Anything is possible.

But an experience I had years ago really stuck in my head and made me realize how critical it is to mow down tall grasses, weeds, and brush along any entrance trail. I had one particular stand way back on a long ridge, and the easiest route to reach the stand was to walk the old log-skidder road that ran down the crest of the ridge (in fact, that road was the major deer trail for deer walking up and down the ridge). Over time, sunlight on that road had allowed it to fill in with broomsedge and other tall grasses, which would stand dead all winter in the roadbed. One morning during MZ season, I walked down the old road to my stand and set-up looking back up the road the way I had come. Just before sunrise, a very nice 3 1/2 year-old 10-point came walking up and over the ridge. I raised my MZ, ready to shoot as the buck crossed the road, but just as he reached the road he sniffed the mid-thigh high grass I had walked through. He reacted like he had touched and electric fence. He jumped back several feet, immediately went on super-high alert, and then very, very slowly stepped forward, stretched his neck out and started sniffing each blade of grass my pants had brushed against. He must have spent 3 or 4 minutes sniffing up and down the grass along the trail.
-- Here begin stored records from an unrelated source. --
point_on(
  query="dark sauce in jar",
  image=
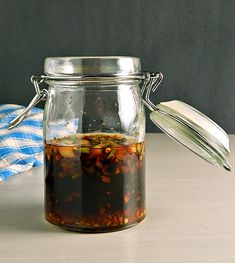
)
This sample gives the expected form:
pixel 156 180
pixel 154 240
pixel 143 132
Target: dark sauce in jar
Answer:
pixel 94 182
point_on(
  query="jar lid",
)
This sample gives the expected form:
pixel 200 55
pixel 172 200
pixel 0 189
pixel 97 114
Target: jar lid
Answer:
pixel 92 66
pixel 193 130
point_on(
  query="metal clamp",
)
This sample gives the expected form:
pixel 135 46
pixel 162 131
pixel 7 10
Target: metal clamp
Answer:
pixel 40 95
pixel 151 82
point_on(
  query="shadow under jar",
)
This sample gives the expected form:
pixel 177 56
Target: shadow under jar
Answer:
pixel 94 152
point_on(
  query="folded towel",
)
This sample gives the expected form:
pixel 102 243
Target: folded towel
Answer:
pixel 20 148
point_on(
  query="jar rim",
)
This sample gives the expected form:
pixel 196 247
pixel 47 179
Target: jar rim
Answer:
pixel 92 66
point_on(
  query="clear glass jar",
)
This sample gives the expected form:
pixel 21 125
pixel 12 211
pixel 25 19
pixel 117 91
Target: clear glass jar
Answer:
pixel 94 133
pixel 94 130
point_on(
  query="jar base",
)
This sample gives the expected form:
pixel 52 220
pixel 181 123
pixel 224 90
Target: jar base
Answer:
pixel 85 229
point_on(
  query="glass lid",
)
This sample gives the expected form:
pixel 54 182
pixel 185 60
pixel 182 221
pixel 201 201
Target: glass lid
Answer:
pixel 193 130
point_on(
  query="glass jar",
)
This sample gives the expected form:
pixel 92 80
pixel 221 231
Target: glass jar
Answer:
pixel 94 130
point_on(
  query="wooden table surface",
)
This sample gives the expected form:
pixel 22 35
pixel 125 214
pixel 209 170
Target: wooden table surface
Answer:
pixel 190 216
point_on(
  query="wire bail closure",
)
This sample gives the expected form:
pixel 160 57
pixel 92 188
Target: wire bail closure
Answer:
pixel 40 95
pixel 151 82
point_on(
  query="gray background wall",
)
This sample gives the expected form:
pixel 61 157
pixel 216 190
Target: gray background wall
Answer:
pixel 191 41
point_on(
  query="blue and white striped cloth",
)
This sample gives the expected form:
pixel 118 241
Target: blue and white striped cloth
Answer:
pixel 20 148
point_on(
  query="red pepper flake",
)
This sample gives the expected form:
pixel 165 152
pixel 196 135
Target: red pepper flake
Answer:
pixel 102 210
pixel 126 198
pixel 105 179
pixel 117 170
pixel 108 150
pixel 68 199
pixel 125 221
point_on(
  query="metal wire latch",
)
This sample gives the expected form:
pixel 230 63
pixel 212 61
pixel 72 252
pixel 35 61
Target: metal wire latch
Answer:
pixel 151 82
pixel 40 95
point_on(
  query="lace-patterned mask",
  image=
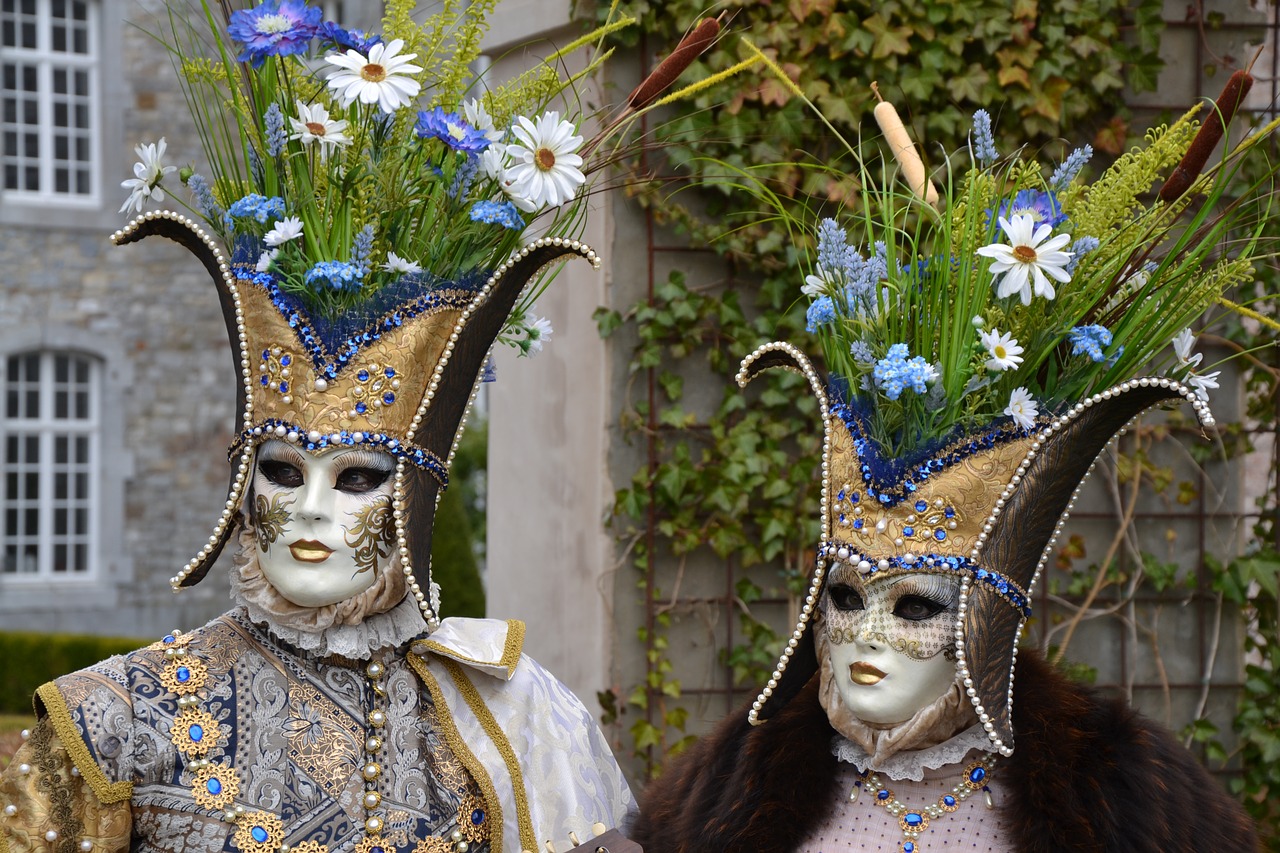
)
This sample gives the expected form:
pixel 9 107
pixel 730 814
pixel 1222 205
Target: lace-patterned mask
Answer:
pixel 321 520
pixel 891 639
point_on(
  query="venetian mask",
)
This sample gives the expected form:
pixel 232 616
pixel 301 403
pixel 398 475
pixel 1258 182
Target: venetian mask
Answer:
pixel 323 521
pixel 891 641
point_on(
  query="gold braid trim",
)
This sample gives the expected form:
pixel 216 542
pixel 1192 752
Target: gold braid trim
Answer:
pixel 461 749
pixel 60 716
pixel 524 820
pixel 513 646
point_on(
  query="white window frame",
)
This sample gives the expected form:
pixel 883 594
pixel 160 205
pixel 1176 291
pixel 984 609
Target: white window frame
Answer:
pixel 49 428
pixel 45 60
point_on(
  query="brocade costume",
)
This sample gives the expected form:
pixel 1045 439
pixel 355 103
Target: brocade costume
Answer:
pixel 478 739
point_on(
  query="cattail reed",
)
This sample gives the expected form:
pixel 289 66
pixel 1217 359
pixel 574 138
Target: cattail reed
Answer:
pixel 1208 136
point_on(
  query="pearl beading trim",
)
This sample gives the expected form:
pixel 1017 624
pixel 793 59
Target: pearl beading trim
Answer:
pixel 804 368
pixel 1054 427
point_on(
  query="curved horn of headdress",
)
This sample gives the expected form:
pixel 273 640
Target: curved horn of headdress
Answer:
pixel 1023 530
pixel 187 233
pixel 458 374
pixel 799 658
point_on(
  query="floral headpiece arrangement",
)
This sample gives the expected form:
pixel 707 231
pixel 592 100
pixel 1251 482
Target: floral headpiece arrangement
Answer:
pixel 1016 293
pixel 344 163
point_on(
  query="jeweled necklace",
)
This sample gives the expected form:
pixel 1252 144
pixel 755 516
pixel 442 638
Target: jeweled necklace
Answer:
pixel 913 820
pixel 215 784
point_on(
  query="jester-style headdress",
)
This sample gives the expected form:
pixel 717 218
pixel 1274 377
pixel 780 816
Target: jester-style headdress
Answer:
pixel 986 346
pixel 364 227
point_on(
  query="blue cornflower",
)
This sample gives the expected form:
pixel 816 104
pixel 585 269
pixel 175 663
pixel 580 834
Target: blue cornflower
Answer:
pixel 452 129
pixel 1065 173
pixel 205 200
pixel 275 28
pixel 462 178
pixel 336 276
pixel 357 40
pixel 255 206
pixel 1089 340
pixel 273 124
pixel 1080 247
pixel 895 373
pixel 983 142
pixel 361 247
pixel 1041 206
pixel 499 213
pixel 821 313
pixel 862 352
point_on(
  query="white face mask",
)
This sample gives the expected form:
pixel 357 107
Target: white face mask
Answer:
pixel 323 521
pixel 891 641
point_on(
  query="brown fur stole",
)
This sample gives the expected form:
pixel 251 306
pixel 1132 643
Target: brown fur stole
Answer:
pixel 1087 774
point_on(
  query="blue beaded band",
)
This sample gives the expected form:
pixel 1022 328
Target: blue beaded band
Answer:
pixel 295 434
pixel 1006 588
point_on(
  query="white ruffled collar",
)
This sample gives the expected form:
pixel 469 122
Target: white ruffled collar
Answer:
pixel 910 765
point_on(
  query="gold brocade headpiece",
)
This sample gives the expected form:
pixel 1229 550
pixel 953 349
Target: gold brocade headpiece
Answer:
pixel 986 506
pixel 398 378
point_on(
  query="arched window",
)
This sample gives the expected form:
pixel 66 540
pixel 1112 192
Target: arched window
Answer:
pixel 51 465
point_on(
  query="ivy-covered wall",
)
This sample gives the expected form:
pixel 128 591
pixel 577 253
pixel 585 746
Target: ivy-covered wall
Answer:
pixel 716 510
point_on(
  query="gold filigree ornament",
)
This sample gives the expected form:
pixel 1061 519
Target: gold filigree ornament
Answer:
pixel 434 844
pixel 474 820
pixel 184 675
pixel 259 833
pixel 214 787
pixel 195 733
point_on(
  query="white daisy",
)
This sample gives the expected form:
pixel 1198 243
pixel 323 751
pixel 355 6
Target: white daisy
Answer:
pixel 284 231
pixel 315 127
pixel 1183 343
pixel 382 78
pixel 1005 352
pixel 545 170
pixel 1028 263
pixel 397 264
pixel 539 332
pixel 1202 383
pixel 479 118
pixel 147 174
pixel 1022 407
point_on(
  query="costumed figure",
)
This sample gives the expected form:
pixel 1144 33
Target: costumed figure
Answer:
pixel 986 350
pixel 375 255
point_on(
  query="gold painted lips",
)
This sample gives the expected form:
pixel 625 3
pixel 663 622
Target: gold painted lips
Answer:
pixel 310 551
pixel 865 674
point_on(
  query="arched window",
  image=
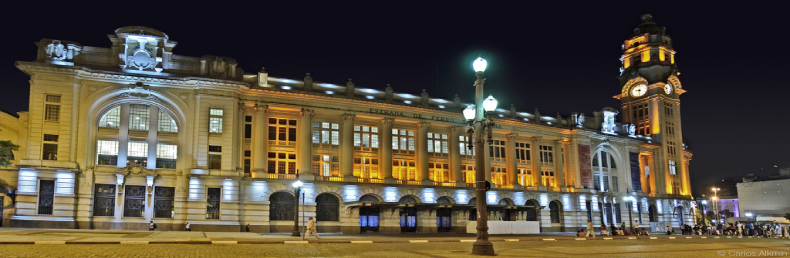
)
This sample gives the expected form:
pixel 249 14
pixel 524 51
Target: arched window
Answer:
pixel 327 208
pixel 122 137
pixel 555 212
pixel 281 206
pixel 652 213
pixel 604 171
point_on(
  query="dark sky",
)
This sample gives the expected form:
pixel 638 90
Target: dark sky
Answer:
pixel 555 57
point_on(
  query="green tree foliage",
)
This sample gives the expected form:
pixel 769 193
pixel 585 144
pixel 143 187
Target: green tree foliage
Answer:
pixel 6 152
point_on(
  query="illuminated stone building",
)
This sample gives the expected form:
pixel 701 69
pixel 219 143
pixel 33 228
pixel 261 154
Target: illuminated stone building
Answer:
pixel 119 136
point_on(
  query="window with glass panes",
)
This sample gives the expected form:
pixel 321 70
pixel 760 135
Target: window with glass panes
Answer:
pixel 404 169
pixel 52 108
pixel 548 179
pixel 439 172
pixel 522 153
pixel 464 144
pixel 107 152
pixel 499 175
pixel 326 165
pixel 366 137
pixel 402 141
pixel 215 120
pixel 138 117
pixel 468 172
pixel 282 131
pixel 546 155
pixel 437 144
pixel 366 168
pixel 326 134
pixel 166 155
pixel 282 162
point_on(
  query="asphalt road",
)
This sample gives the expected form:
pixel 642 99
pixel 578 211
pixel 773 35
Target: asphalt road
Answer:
pixel 677 248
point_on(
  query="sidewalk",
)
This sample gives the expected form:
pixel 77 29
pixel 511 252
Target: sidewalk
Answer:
pixel 77 236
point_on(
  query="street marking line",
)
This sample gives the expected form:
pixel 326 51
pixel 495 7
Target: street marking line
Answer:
pixel 50 242
pixel 295 242
pixel 134 242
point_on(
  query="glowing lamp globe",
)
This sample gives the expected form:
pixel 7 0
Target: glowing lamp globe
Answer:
pixel 480 65
pixel 489 104
pixel 469 112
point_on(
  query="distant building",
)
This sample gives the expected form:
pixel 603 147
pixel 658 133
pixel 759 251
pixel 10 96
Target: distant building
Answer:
pixel 116 137
pixel 765 199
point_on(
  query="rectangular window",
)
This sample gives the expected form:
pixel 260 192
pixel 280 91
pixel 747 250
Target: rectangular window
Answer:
pixel 327 134
pixel 104 200
pixel 497 150
pixel 166 155
pixel 163 202
pixel 138 117
pixel 212 203
pixel 402 141
pixel 46 196
pixel 134 201
pixel 107 152
pixel 437 143
pixel 215 120
pixel 546 155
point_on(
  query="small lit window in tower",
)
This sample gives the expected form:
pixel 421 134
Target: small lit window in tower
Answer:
pixel 646 56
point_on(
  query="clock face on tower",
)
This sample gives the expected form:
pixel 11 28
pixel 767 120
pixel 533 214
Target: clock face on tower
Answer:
pixel 639 90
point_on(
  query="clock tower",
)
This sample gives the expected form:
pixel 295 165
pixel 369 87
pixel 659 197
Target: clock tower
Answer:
pixel 650 94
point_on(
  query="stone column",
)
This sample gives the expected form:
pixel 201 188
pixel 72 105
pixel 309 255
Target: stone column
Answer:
pixel 153 139
pixel 510 157
pixel 259 141
pixel 305 143
pixel 347 148
pixel 385 150
pixel 123 135
pixel 558 163
pixel 538 174
pixel 422 152
pixel 455 155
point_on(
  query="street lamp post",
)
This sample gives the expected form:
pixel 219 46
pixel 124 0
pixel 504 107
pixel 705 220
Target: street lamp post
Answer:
pixel 297 190
pixel 630 200
pixel 478 122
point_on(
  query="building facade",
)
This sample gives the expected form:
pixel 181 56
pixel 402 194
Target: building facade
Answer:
pixel 116 137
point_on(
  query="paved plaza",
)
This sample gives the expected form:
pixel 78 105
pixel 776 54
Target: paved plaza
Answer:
pixel 105 243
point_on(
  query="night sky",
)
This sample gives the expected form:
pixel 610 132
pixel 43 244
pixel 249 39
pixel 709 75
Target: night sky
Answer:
pixel 557 58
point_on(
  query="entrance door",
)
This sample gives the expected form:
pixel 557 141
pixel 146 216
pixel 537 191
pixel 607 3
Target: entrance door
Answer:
pixel 369 219
pixel 408 219
pixel 443 220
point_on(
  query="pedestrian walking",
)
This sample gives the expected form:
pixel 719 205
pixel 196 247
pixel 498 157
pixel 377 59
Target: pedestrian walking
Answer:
pixel 311 229
pixel 590 231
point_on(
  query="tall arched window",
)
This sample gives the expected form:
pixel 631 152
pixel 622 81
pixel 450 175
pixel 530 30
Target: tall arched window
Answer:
pixel 604 171
pixel 327 208
pixel 281 206
pixel 555 212
pixel 137 134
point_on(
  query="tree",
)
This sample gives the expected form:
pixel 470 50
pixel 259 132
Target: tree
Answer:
pixel 7 149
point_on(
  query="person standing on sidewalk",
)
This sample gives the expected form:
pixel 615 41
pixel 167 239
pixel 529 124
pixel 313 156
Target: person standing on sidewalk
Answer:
pixel 311 229
pixel 590 231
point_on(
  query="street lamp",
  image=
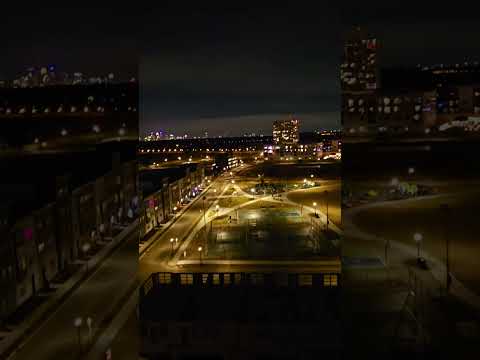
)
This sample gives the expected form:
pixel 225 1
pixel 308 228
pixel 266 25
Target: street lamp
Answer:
pixel 326 202
pixel 200 253
pixel 89 322
pixel 85 249
pixel 418 239
pixel 204 215
pixel 77 323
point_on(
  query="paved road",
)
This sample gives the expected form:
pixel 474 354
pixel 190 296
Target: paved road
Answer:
pixel 95 297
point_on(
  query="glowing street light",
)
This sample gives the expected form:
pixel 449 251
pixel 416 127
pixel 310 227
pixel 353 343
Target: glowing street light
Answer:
pixel 418 239
pixel 200 249
pixel 77 323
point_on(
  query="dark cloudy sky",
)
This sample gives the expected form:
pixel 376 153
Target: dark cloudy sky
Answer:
pixel 230 69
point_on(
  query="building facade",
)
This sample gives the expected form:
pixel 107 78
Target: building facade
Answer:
pixel 285 132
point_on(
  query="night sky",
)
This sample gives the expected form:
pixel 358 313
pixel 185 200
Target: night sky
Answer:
pixel 231 70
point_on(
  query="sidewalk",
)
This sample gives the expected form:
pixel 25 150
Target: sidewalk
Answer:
pixel 147 244
pixel 437 267
pixel 21 333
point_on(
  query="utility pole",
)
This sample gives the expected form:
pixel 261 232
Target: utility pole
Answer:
pixel 326 200
pixel 448 278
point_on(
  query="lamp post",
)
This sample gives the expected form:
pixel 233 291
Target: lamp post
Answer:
pixel 326 203
pixel 200 254
pixel 85 249
pixel 171 244
pixel 418 239
pixel 89 322
pixel 204 214
pixel 77 323
pixel 448 280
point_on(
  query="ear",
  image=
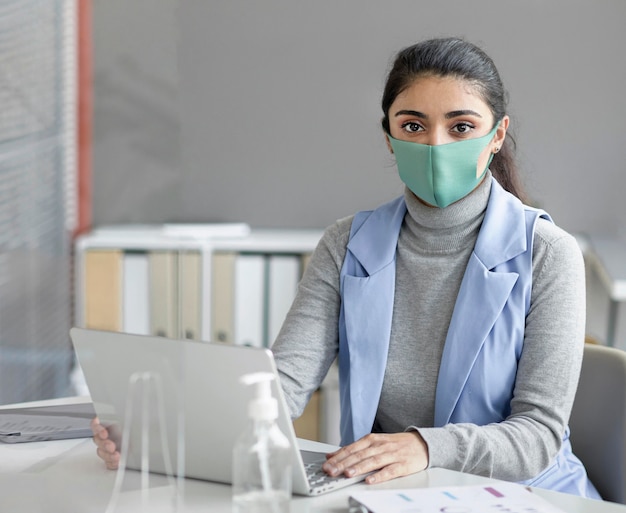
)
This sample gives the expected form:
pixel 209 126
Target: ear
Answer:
pixel 498 139
pixel 388 143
Eventually he hunkered down and backed away (he literally slunk backwards, low to the ground like a scolded dog) from the road and out of sight.

Since that experience, we always mow all of our old roads and trails with at least a pull-behind ATV brush mower just before the season, generally in late September, around the end of the weed and grass growing season. I don't want anything touching my pants as I walk to the stand.


I've also had deer cross my trail and not react in the least, but have had them stop and check it out too. Since I've started only wearing my boots just before I head into the woods, I can't recall any reaction of a deer cutting my trail I don't think tho.

Ever since I started wearing my hunting boots ONLY in the woods (not even on an ATV or in my truck), and hosing them down with scent-reducing sprays almost daily, I have not observed a deer noticing my boot prints. Before I started doing that--even when I wore rubber boots--I watched deer literally trail me right to my stand, sniffing every individual boot print.